Deliberate practice for research?

I would like to gain mastery in the domain of alignment research. Deliberate practice is a powerful sledge hammer for gaining mastery. But unlike something like chess or piano, it’s not clear to me how to use this sledge hammer for this domain. The feedback loops are extremely long, and the “correct action” is almost never known ahead of time or even right after doing the action.

What are some concrete ways I could apply deliberate practice to alignment research?

One way would be to apply it to skills that are sub-components of research, rather than trying to rapidly practice research end-to-end.

The sub-skill I’ve thought of that is the best fit to deliberate practice is solving math and physics problems, a la Thinking Physics or other textbook exercises. Being better at this would certainly make me a better researcher, but it might not be worth the opportunity cost, and if I ask myself, “Is this cutting the enemy with every strike?” then I get back a no.

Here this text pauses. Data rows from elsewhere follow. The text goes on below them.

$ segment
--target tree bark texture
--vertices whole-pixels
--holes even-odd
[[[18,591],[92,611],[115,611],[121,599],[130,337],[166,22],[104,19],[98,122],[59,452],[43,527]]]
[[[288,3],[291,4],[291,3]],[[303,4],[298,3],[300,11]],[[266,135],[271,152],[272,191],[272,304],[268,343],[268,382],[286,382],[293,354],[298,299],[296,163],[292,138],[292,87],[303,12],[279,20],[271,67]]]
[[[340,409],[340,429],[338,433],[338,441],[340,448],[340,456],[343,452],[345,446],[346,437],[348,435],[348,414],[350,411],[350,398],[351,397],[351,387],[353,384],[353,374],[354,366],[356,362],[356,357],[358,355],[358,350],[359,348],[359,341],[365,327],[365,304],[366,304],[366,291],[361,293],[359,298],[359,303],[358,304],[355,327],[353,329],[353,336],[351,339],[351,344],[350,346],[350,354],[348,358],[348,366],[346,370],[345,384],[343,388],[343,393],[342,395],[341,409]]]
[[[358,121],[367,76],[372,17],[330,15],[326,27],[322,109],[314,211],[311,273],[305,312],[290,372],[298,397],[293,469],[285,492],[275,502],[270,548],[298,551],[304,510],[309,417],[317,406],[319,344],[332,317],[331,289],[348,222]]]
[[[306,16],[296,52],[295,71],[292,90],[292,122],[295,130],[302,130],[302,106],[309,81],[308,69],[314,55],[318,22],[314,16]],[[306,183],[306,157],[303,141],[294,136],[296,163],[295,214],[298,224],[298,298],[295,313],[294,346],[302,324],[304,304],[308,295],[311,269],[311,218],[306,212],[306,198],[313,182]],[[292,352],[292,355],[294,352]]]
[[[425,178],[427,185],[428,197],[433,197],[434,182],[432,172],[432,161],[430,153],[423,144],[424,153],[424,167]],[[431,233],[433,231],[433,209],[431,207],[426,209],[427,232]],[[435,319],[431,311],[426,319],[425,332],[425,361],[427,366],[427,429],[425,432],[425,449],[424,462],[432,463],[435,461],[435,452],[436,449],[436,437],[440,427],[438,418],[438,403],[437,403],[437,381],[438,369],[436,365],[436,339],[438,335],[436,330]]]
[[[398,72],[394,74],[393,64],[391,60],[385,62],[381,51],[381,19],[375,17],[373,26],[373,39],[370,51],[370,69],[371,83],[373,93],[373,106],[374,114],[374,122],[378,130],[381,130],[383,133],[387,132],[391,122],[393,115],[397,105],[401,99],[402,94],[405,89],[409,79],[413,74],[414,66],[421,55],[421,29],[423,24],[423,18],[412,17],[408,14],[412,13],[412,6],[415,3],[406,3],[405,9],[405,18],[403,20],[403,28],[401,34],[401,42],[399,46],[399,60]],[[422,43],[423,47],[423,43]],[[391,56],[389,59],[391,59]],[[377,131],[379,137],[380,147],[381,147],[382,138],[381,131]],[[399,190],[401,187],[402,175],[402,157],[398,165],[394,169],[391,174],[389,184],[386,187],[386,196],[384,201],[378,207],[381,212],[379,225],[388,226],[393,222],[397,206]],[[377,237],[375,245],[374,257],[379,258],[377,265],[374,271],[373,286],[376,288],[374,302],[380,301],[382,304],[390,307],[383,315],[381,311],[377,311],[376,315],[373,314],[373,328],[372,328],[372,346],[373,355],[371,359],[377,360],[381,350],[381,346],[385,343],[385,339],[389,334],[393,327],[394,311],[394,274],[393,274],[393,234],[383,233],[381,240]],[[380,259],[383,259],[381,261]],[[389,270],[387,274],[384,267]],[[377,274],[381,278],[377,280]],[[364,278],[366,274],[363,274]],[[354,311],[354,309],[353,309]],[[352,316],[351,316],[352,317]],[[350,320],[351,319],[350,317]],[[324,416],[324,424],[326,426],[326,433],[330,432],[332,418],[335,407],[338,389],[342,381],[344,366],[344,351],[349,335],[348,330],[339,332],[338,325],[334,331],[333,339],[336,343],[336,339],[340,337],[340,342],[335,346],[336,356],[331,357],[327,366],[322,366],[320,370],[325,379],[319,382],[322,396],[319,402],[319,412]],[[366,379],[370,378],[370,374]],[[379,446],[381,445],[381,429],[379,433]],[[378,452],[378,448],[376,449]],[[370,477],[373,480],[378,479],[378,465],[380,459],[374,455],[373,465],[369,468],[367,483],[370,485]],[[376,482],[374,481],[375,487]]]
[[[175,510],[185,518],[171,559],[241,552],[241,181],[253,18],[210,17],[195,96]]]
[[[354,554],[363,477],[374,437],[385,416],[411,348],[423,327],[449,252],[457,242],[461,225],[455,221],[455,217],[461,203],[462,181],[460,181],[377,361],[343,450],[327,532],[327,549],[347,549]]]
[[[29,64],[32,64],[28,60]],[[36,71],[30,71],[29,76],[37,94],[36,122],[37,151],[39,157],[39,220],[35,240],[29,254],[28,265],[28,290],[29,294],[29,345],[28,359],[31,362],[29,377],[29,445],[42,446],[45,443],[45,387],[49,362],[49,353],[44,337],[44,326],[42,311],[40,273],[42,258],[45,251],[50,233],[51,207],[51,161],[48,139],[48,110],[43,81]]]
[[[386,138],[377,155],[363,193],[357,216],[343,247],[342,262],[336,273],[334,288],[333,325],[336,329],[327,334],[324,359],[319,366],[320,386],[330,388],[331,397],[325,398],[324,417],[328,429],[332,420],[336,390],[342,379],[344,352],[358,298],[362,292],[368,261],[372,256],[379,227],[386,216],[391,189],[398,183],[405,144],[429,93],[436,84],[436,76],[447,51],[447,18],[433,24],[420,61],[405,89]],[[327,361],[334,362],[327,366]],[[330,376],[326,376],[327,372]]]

Another thing I can think of is trying to deliberately practice writing, which is a big part of my research. I could try to be more like John, and write a post every week, to get lots of quick feedback. But is this fast enough for deliberate practice? I get the sense that the feedback cycle has to be almost real-time. Maybe doing tweet explanations is the minimal version of this?

I’d appreciate any other concrete ideas! (Note that my research style is much more mathy/​agent-foundations flavored, so programming is not really a sub-skill of my research.)